OBJECTIVES: Pauses in cardiopulmonary resuscitation negatively impact clinical outcomes; however, little is known about the contributing factors. The objective of this study is to determine the frequency, duration, and causes for pauses during cardiac arrest. DESIGN: This is a secondary analysis of video data collected from a prospective multicenter trial. Twenty-six simulated pediatric cardiac arrest scenarios each lasting 12 minutes in duration were analyzed by two independent reviewers to document events surrounding each pause in chest compressions. SETTING: Ten children's hospitals across Canada, the United, and the United Kingdom. SUBJECTS: Resuscitation teams composed of three healthcare providers trained in cardiopulmonary resuscitation. INTERVENTIONS: A simulated pediatric cardiac arrest case in a 5 year old.
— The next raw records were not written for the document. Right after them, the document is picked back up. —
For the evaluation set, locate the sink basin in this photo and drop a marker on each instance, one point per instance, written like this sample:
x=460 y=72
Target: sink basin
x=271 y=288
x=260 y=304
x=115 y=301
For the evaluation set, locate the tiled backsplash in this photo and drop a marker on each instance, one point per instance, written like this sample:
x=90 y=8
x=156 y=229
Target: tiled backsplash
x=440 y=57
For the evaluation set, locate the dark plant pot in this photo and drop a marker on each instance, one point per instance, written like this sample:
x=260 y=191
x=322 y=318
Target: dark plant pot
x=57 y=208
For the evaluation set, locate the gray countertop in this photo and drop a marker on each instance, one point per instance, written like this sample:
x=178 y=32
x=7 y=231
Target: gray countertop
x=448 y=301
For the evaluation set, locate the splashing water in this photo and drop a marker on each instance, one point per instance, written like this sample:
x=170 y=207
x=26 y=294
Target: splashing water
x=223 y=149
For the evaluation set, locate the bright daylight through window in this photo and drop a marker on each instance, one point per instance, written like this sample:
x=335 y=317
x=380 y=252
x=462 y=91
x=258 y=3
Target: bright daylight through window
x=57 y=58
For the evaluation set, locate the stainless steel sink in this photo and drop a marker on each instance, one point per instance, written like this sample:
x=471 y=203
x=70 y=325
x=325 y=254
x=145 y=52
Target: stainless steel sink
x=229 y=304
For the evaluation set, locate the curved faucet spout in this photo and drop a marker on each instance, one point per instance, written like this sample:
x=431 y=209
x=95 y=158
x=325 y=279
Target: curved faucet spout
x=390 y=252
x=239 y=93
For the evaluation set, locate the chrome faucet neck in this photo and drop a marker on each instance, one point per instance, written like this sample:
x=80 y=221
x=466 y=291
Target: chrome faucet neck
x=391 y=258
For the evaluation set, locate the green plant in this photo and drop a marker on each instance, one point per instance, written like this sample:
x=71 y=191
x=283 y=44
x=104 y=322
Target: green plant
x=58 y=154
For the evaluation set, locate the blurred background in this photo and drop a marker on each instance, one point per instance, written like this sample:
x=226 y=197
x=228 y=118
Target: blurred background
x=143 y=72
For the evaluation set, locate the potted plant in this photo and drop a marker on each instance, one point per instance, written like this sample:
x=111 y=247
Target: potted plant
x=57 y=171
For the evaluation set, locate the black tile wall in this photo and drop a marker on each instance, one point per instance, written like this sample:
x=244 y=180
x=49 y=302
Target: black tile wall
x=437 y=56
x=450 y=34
MEASUREMENTS AND MAIN RESULTS: The frequency, duration, and associated factors for each pause were recorded. Communication was rated using a four-point scale reflecting the team's shared mental model. Two hundred fifty-six pauses were reviewed with a median of 10 pauses per scenario (interquartile range, 7-12). Median pause duration was 5 seconds (interquartile range, 2-9 s), with 91% chest compression fraction per scenario (interquartile range, 88-94%). Only one task occurred during most pauses (66%). The most common tasks were a change of chest compressors (25%), performing pulse check (24%), and performing rhythm check (15%). Forty-nine (19%) of the pauses lasted greater than 10 seconds and were associated with shock delivery (p < 0.001), performing rhythm check (p < 0.001), and performing pulse check (p < 0.001). When a shared mental model was rated high, pauses were significantly shorter (mean difference, 4.2 s; 95% CI, 1.6-6.8 s; p = 0.002). CONCLUSIONS: Pauses in cardiopulmonary resuscitation occurred frequently during simulated pediatric cardiac arrest, with variable duration and underlying causes. A large percentage of pauses were greater than 10 seconds and occurred more frequently than the recommended 2-minute interval. Future efforts should focus on improving team coordination to minimize pause frequency and duration.